Working through a circuit turnup, I’d stumbled into a situation where an ISP tech was telling me I needed to enable auto-negotiation on my end of the of the circuit for it to come up, with respect to how they’d provisioned their end.
I was fairly certain the 10GBASE-LR interface we were currently working with didn’t support such a feature set. But I was in the process of questioning myself. I decided to double check against the 802.3-2008 spec that I keep handy in my dropbox folder at all times.
Sure enough, my research proved worthwhile. Contained within the 802.3-2008 Section 4, Clause 44 titled Introduction to 10 Gb/s baseband network, there is a handy diagram to show what features and functionality each flavor of 10G will support from a PHY perspective.
The interface that I was dealing with was 10GBASE-LR. The ‘L’ meaning long wavelength (1310nm) / Long Reach and ‘R’ meaning scrambled ecoding 64b/66b.

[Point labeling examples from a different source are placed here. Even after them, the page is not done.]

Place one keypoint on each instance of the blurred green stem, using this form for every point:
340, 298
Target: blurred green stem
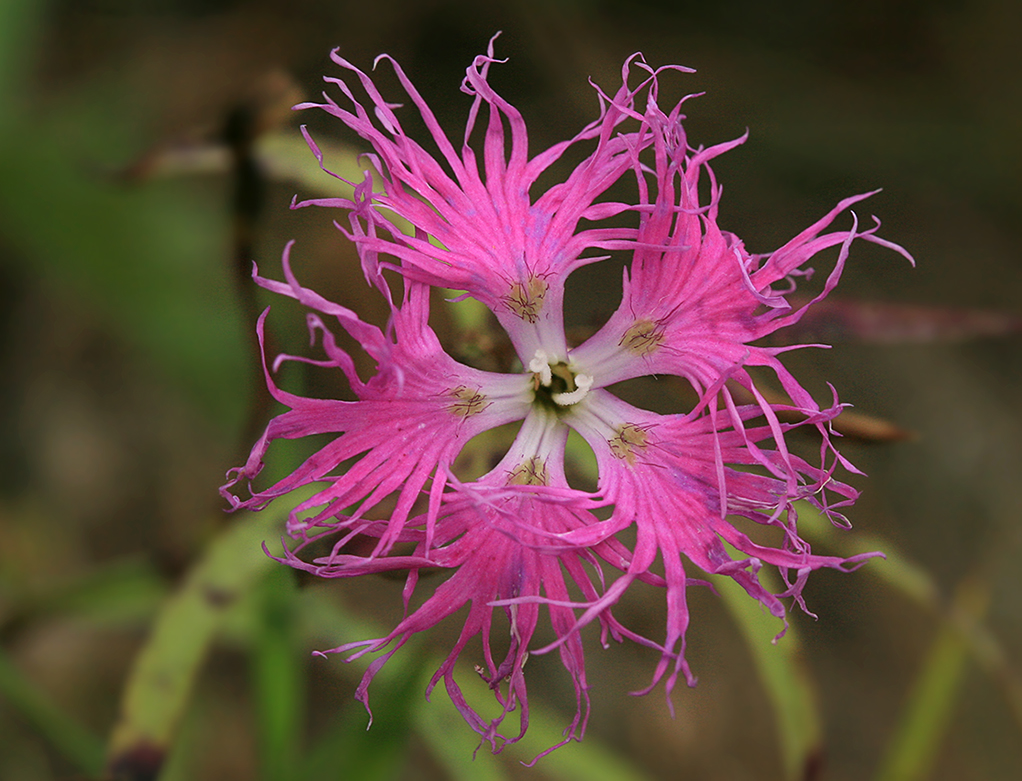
74, 742
159, 686
916, 744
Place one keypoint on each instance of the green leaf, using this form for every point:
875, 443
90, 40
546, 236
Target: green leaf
160, 683
927, 715
74, 742
279, 676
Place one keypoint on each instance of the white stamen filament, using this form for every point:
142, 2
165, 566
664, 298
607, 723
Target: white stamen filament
541, 365
583, 383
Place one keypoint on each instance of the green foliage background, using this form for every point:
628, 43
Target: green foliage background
135, 614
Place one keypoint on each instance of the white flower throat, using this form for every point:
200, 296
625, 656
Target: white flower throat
562, 385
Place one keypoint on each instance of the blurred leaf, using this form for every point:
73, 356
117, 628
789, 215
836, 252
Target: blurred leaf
354, 749
783, 674
917, 584
279, 676
924, 723
74, 742
151, 262
115, 593
160, 683
454, 744
19, 20
891, 323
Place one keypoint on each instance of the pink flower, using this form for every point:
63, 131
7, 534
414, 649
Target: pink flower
519, 541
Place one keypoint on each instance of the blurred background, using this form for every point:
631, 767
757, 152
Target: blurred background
137, 181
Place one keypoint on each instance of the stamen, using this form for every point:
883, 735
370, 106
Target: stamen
541, 365
583, 383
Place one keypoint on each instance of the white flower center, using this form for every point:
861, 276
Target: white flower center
563, 385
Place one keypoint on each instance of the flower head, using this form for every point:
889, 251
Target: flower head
519, 541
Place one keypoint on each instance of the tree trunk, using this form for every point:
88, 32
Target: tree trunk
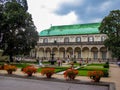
11, 58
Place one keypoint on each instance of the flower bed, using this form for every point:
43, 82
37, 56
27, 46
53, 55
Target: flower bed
29, 70
70, 74
48, 72
95, 75
10, 68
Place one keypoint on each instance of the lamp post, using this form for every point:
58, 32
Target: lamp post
52, 55
52, 58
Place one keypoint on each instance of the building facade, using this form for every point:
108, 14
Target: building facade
72, 41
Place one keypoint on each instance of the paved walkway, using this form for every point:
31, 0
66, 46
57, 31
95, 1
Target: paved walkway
114, 75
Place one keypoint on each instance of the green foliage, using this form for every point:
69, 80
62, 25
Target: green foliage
19, 32
92, 67
110, 25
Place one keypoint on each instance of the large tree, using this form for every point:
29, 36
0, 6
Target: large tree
19, 32
110, 26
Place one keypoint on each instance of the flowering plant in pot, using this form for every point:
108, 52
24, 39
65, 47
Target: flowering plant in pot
29, 70
10, 68
95, 75
70, 73
48, 71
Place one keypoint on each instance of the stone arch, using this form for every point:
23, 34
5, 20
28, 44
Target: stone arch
40, 52
103, 53
94, 53
77, 52
61, 52
47, 53
69, 52
55, 51
85, 52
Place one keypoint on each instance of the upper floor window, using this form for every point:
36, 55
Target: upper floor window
45, 40
90, 39
66, 40
78, 39
103, 38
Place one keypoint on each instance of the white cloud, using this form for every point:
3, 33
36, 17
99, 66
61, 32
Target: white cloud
96, 20
43, 16
105, 6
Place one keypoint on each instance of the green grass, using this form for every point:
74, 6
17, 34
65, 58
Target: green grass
57, 69
21, 65
83, 71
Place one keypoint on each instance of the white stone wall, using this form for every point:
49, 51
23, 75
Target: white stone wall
72, 38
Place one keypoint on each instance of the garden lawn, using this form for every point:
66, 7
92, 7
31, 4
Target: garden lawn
83, 71
57, 69
21, 65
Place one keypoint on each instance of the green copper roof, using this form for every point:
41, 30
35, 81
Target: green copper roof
91, 28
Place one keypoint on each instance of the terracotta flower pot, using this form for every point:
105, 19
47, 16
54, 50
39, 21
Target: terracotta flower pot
96, 79
48, 75
71, 77
29, 74
9, 72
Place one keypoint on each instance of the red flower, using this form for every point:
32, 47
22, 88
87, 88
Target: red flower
70, 73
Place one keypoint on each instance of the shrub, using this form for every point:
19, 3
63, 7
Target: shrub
48, 71
95, 75
29, 70
70, 73
106, 66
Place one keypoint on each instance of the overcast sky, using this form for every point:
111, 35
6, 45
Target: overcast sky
63, 12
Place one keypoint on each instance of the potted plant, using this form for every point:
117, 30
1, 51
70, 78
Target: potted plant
95, 75
29, 70
10, 68
48, 72
70, 73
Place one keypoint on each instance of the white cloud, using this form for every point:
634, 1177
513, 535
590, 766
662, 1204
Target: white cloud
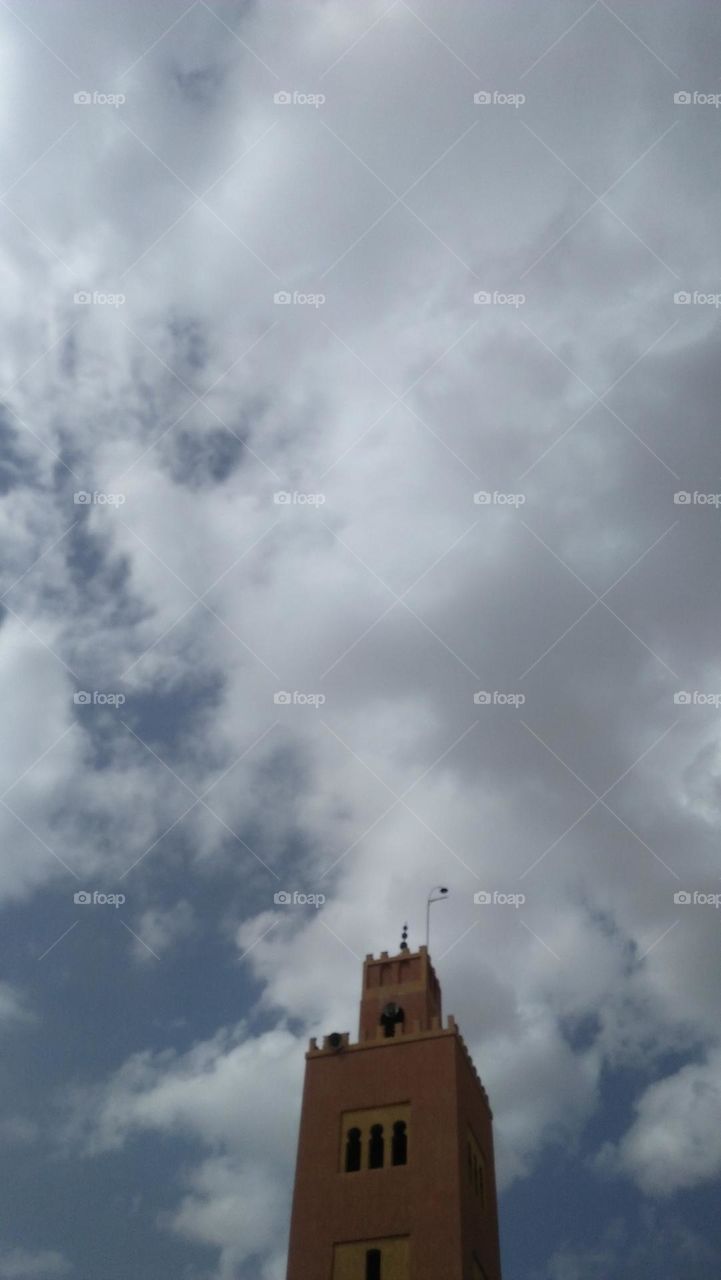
18, 1264
675, 1138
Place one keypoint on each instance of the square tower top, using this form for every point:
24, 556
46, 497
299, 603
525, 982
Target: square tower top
398, 992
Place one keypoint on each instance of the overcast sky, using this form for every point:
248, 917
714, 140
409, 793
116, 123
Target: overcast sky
360, 522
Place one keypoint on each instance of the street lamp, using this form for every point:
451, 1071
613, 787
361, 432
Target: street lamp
437, 895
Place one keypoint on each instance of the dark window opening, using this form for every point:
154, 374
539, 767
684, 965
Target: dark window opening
400, 1144
352, 1151
375, 1147
373, 1265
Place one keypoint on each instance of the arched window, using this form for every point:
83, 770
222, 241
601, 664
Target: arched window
375, 1147
400, 1144
373, 1265
352, 1151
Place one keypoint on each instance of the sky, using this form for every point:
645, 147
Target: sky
359, 506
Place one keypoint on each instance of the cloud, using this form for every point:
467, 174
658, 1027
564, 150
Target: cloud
18, 1264
674, 1142
199, 597
159, 929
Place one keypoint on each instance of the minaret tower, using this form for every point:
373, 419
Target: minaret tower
395, 1176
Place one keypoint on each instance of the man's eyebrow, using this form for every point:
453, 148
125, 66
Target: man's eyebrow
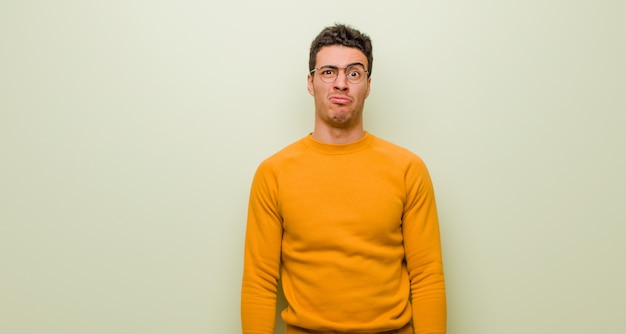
351, 64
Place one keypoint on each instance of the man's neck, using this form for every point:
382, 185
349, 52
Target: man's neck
337, 135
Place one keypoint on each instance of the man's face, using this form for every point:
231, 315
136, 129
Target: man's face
339, 104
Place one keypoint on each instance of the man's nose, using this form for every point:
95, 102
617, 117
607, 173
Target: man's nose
341, 82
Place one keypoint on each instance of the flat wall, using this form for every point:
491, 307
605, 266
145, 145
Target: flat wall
130, 130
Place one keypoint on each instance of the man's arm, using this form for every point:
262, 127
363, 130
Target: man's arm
261, 256
423, 253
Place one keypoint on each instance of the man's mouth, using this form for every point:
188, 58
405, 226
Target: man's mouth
340, 99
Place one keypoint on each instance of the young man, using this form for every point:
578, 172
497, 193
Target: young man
347, 220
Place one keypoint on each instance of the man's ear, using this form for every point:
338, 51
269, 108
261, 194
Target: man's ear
310, 88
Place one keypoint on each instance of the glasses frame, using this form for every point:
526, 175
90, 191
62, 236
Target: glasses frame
344, 70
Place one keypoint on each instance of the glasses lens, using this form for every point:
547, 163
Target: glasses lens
328, 74
355, 73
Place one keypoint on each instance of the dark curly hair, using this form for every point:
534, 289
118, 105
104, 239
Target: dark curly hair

But checking the diagram and finding the 10GBASE-R encoding we can see that there has been no addition of the Auto-negotiation sublayer to that stack. Therefore, auto-negotiation is not supported on 10GBASE-R links.
Checking again, we do see that 10GBASE-T links DO support auto-negotiation. So, any 10G copper interfaces that you turn up, you’ll be able to support it. Otherwise, none of the optical standards have the sublayer incorporated.
Case in point, knowing where to find the information is almost always the largest part of the fight.